Édition du 4 septembre 2001 / Volume 36, numéro 2
 
  Piéger l’invisible
Après les neutrinos, les chercheurs se tournent vers une autre particule exotique, les neutralinos, pour débusquer la masse manquante.

Louis Lessard, Marie Di Marco, étudiante au doctorat, et Claude Leroy autour de l’accélérateurservant à irradier les détecteurs de neutralinos afin d’étudier leurs réactions aux rayonnements.

La masse manquante ou matière sombre, qui représente entre 90 et 95 % de la matière de l’Univers mais qu’on ne parvient pas à observer, pourrait être constituée de particules invisibles et exotiques plutôt que d’astres telles les naines brunes ou les naines blanches.

La découverte récente faite à l’Observatoire de neutrinos de Sudbury (SNO) et qui a permis d’attribuer une masse aux neutrinos a du même coup déclassé cette particule comme principale candidate à la masse manquante parce que sa masse n’est pas suffisante pour expliquer certains phénomènes comme le mouvement des galaxies.

«Les résultats du SNO montrent que la masse des neutrinos est de 0,1 à 0,3 électronvolt; il faudrait qu’elle soit de 10 à 20 fois plus importante pour qu’ils constituent toute la matière sombre», explique Claude Leroy, directeur du Groupe de physique des particules (GPP) du Département de physique. À son avis, l’essentiel de la masse manquante serait plutôt formé de neutralinos. Une équipe du GPP, regroupée autour du projet Picasso (Projet d’identification des candidates supersymétriques de la matière sombre), s’est mise à la recherche de ces particules mystérieuses.

De charge électrique neutre comme les neutrinos et les neutrons, les neutralinos auraient une masse au moins 40 fois plus grande que celle d’un proton. «Leur existence est prédite par certains modèles qui explorent de nouveaux niveaux de symétrie des particules au-delà du modèle standard actuel, explique Louis Lessard, membre de l’équipe Picasso.
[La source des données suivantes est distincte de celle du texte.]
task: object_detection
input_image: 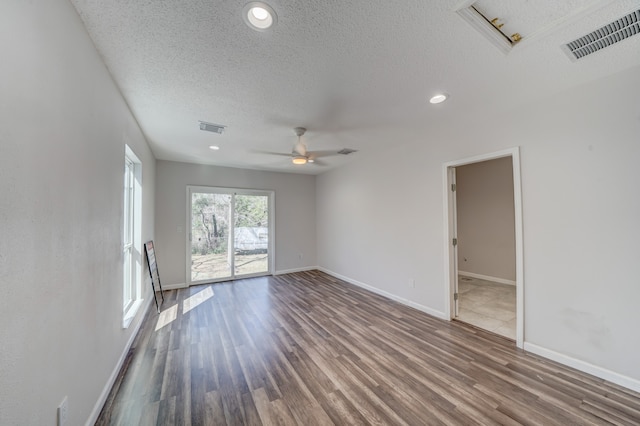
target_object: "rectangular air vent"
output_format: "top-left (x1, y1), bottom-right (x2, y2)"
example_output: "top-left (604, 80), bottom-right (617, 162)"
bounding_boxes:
top-left (200, 121), bottom-right (227, 134)
top-left (562, 10), bottom-right (640, 61)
Le modèle standard en physique des particules n’arrive pas à expliquer la masse manquante et c’est pourquoi il faut faire appel à des particules exotiques, c’est-à-dire différentes de la matière telle que nous la connaissons et dont nous sommes nous-mêmes constitués.»

Selon ces nouveaux modèles, l’origine des neutralinos remonterait au big-bang lui-même et les galaxies seraient entourées d’une sphère de ces particules invisibles. «Elles sont partout autour de nous et elles nous bombardent continuellement, ajoute le chercheur. Elles traversent les murs, la croûte terrestre et notre corps sans qu’on s’en rende compte.»

Capter leur signal

Comme pour les neutrinos, l’interaction des neutralinos avec la matière est donc très faible et l’objectif du projet Picasso, qui est de les capter pour en évaluer la masse et la forme d’interaction, est un défi de taille. Pour y arriver, l’équipe de recherche a mis au point un détecteur apparemment fort simple: un cylindre rempli d’un gel polymérisé dans lequel des gouttelettes de fréon surchauffées sont maintenues en suspension.

«Le fréon contient du fluor, qui est l’élément le plus susceptible de réagir à l’un des modes d’interaction des neutralinos, croit Louis Lessard. Si un neutralino traverse le détecteur et frappe un noyau de fluor dans une gouttelette de fréon, celle-ci pourra se transformer en bulle de gaz. Le choc produit par cette miniexplosion engendre une onde acoustique qui peut être décelée par des micros ultrasensibles reliés à un ordinateur qui trace le profil de cette onde.»

Le problème, c’est que plusieurs autres types de rayonnements présents dans l’environnement peuvent aussi interagir avec le détecteur, notamment les rayons gamma, les neutrons, les muons et les particules alpha issues de la désintégration de l’uranium. Il faut donc que le capteur soit insensible à ce bruit de fond.

Le prototype expérimenté au laboratoire du GPP a donné des résultats suffisamment prometteurs pour que l’équipe aille le tester, dès cet automne, dans les conditions optimales de l’Observatoire de neutrinos de Sudbury. La chambre de cet observatoire est située dans une mine à deux kilomètres sous terre, là où il y a le moins de particules parasites produites par les rayons cosmiques.

Par la suite, le groupe Picasso entend unir ses efforts à ceux d’une équipe européenne qui travaille dans la même voie afin de produire un détecteur capable de contenir une tonne de fréon, ce qui nécessitera un volume de 20 à 100 tonnes de gel réparti dans quelques centaines de cylindres.